Last year, in January 2006, Al Gore found a powerful vehicle to convey his message about global climate change: the compelling documentary, An Inconvenient Truth, was presented at the Sundance Film Festival in Park City, Utah. On February 25, 2007, An Inconvenient Truth won the Academy Award for best documentary feature. The companion book of the same name has been on the New York Times bestseller list since June of 2006. Gore has continued to tour the world presenting his keynote address, “the slideshow”. Shortly before the film’s general release, the Associated Press contacted more than 100 top climate researchers and questioned them about the film’s veracity. Most of the scientists surveyed had neither seen the movie nor read the book. That should not be surprising, the film was not out yet. But all nineteen climatologists who had seen the film or read the book said that Gore got the science right.
These are just three, high-profile examples of climate change talk in the media. News stories abound, tracing links between various phenomena to elements of climate change: from Colony Collapse Disorder in honeybees, to the summer wildfires of the west, to the lake in southern Chile that went missing in June.
I am convinced there is truth here—that this is not hype or exaggeration. The scientific evidence is dramatic, powerful and compelling. The anecdotal evidence—while certainly less trustworthy—serves as effective emotional confirmation. Growing up in Colorado, my family and I spent fifteen to twenty weekends a year in the mountains. We went year-round. In the summer we would go backpacking and mountain climbing. In the winter we would go cross-country skiing—and on several occasions we spent the night in caves we dug from the snowpack above timberline. I learned at an early age the principles of minimal impact: take nothing but pictures; leave nothing but footprints.
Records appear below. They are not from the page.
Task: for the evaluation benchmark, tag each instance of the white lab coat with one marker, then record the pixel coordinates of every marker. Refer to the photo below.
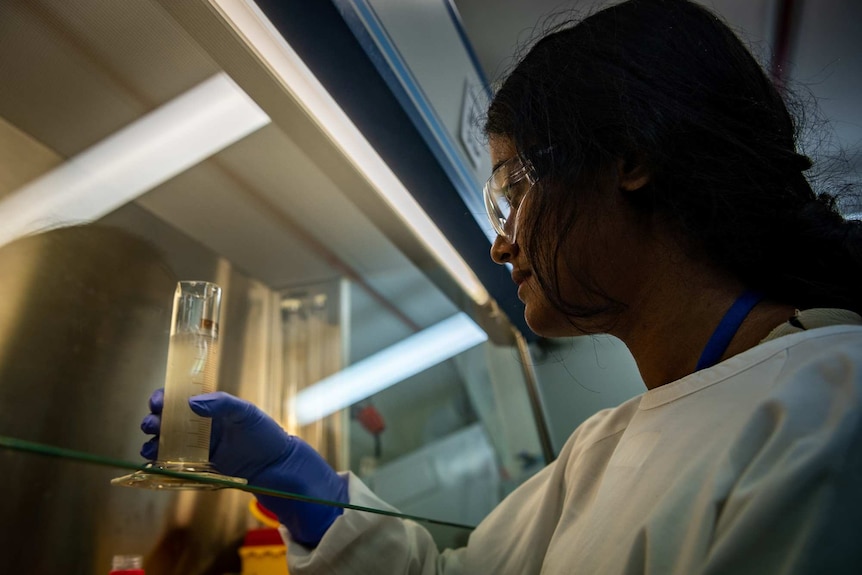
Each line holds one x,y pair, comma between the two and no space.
753,466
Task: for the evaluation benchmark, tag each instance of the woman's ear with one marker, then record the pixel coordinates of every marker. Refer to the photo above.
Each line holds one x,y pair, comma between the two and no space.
632,173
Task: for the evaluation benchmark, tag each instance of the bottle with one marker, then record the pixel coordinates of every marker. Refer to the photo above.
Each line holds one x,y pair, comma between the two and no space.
127,565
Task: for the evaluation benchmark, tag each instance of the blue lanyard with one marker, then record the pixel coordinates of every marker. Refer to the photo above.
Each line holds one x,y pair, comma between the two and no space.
727,327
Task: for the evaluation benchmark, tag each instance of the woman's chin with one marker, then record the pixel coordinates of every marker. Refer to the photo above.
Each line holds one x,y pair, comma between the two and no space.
547,322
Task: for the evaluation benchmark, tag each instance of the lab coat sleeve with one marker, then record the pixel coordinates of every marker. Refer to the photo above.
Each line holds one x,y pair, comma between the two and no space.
365,542
796,507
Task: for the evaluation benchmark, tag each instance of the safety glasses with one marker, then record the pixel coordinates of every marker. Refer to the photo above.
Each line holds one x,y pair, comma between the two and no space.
505,190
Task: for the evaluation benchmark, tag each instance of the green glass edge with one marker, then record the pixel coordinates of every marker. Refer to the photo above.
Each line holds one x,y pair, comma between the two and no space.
21,445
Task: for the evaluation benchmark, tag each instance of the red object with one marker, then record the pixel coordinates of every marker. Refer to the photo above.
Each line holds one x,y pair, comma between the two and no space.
371,419
263,536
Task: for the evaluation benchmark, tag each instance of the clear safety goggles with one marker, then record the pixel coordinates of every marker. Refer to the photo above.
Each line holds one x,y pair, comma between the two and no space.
505,190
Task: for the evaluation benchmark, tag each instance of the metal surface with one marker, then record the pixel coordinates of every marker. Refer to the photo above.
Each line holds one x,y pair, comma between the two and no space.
535,399
84,321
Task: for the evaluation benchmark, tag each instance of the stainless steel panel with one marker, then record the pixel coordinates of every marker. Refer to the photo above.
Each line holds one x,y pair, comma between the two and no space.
84,319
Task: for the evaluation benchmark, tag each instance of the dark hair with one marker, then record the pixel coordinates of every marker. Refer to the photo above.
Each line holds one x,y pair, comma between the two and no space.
666,84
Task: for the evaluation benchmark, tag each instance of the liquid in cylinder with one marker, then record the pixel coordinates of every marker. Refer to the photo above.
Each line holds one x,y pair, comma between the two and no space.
191,370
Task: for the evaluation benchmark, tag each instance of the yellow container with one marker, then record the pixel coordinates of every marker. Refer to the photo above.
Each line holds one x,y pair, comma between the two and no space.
264,560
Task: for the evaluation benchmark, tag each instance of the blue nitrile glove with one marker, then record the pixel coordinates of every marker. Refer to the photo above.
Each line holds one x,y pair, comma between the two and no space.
248,443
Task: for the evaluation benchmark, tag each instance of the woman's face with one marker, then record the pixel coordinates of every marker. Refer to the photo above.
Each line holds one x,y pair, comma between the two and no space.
602,249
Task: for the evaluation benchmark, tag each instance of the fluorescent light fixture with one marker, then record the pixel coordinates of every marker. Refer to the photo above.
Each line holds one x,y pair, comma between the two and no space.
247,19
134,160
388,367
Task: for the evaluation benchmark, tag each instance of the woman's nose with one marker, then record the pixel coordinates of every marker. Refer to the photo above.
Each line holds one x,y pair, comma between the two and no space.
503,251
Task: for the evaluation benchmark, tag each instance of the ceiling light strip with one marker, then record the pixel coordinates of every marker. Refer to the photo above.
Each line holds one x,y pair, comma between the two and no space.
394,364
247,20
153,149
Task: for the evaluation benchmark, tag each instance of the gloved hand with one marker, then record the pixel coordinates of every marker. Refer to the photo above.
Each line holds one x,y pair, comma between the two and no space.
247,443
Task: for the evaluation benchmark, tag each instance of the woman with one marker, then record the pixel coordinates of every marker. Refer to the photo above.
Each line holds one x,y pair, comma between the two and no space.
647,185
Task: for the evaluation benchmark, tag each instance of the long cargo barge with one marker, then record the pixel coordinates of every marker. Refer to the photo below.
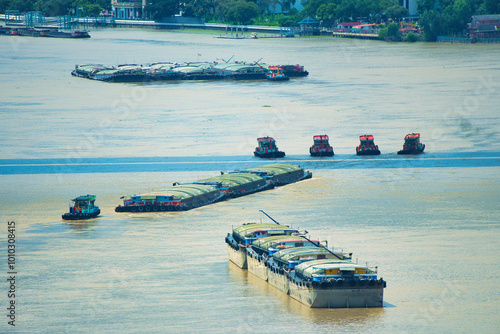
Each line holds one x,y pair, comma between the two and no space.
187,196
168,71
304,269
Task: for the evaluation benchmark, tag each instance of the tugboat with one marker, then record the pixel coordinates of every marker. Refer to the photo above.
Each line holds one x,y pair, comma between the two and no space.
367,146
275,73
321,147
83,208
412,144
267,149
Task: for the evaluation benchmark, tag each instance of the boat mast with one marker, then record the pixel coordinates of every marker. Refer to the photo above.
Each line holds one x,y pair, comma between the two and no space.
268,216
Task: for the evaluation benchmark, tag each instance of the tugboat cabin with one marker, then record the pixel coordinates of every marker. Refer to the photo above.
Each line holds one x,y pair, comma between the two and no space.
412,141
366,141
83,204
267,143
321,141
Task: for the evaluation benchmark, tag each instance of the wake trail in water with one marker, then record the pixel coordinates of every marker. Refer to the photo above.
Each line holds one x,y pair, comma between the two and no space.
182,164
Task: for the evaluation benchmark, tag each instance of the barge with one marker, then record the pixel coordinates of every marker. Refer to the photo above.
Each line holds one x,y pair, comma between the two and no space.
83,208
236,184
367,146
267,149
180,197
187,196
167,71
281,174
412,144
243,236
321,147
305,269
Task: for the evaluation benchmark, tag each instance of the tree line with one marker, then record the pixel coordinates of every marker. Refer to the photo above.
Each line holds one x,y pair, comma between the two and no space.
437,17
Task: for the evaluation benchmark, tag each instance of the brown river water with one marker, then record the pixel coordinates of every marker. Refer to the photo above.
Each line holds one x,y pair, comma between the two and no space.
431,223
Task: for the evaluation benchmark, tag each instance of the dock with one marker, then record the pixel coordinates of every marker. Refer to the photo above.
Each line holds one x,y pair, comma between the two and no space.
355,35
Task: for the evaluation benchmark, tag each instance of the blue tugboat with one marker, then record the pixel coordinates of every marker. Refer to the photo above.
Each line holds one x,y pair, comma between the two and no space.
83,208
267,149
275,73
412,144
321,147
367,146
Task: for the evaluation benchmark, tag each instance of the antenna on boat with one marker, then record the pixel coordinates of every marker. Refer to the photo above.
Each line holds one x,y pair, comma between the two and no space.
268,216
321,246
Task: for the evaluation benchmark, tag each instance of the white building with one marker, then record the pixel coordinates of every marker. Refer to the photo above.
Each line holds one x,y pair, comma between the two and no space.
128,9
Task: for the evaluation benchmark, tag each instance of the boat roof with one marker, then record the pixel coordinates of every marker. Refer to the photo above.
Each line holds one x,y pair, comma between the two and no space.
181,191
233,179
268,242
366,137
275,169
248,229
235,67
188,69
309,268
287,254
320,137
84,198
265,139
412,136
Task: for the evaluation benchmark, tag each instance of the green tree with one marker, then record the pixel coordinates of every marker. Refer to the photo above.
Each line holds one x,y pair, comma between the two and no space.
237,11
390,33
53,7
431,25
158,9
397,12
411,37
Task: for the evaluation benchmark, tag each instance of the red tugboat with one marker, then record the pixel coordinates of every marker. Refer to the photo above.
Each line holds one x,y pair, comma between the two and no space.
267,149
83,208
367,146
321,147
291,71
412,144
276,73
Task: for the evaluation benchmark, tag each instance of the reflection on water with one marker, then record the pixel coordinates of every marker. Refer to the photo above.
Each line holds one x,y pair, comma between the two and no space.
425,221
326,317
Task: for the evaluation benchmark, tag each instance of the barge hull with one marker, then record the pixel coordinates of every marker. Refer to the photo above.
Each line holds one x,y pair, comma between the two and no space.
337,297
237,256
257,267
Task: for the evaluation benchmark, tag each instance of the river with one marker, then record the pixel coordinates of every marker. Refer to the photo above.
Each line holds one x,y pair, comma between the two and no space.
431,223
In the three decades since my first trip to the mountains, I have tried to maintain an eye on that principle in my daily life. And maybe that is why the seemingly sudden and powerful interest in climate change strikes me as curious. I’m not suggesting a universal lifestyle of absolute minimum impact. I do not believe that to be either sustainable or realistic. But I do believe in divorcing ourselves from the false idols of comfort and convenience to a degree. My wife believes that the defining factor of climate change is population. I agree that is a contributing factor—an exacerbating catalyst—but hold that the primary factor is selfish sloth. Doing what is right is harder. Doing what is right requires more work. Doing what is right demands paying attention to more than selfish interests.
It is a simple lesson. It is the same lesson I learned as a child in the Colorado Rockies—only writ large, writ the world over. Clichés are plentiful: “reduce, reuse, recycle” seeks to replace “reading, ‘riting, ‘rithmetic.” And so, in order to get the message across, we have turned towards what is sexy—entertainment, music, film—to sell what is essential. Perhaps that has become necessary, and perhaps there is nothing wrong with that. The message is what is important.
The Blue Man Group globe, “Give Me Five,” challenges its audience to commit to making five changes stop global warming. Each of the hundred and twenty-six different globes lists at least one possibility.
Don’t tell me there aren’t a few that you can do today. Start with listening.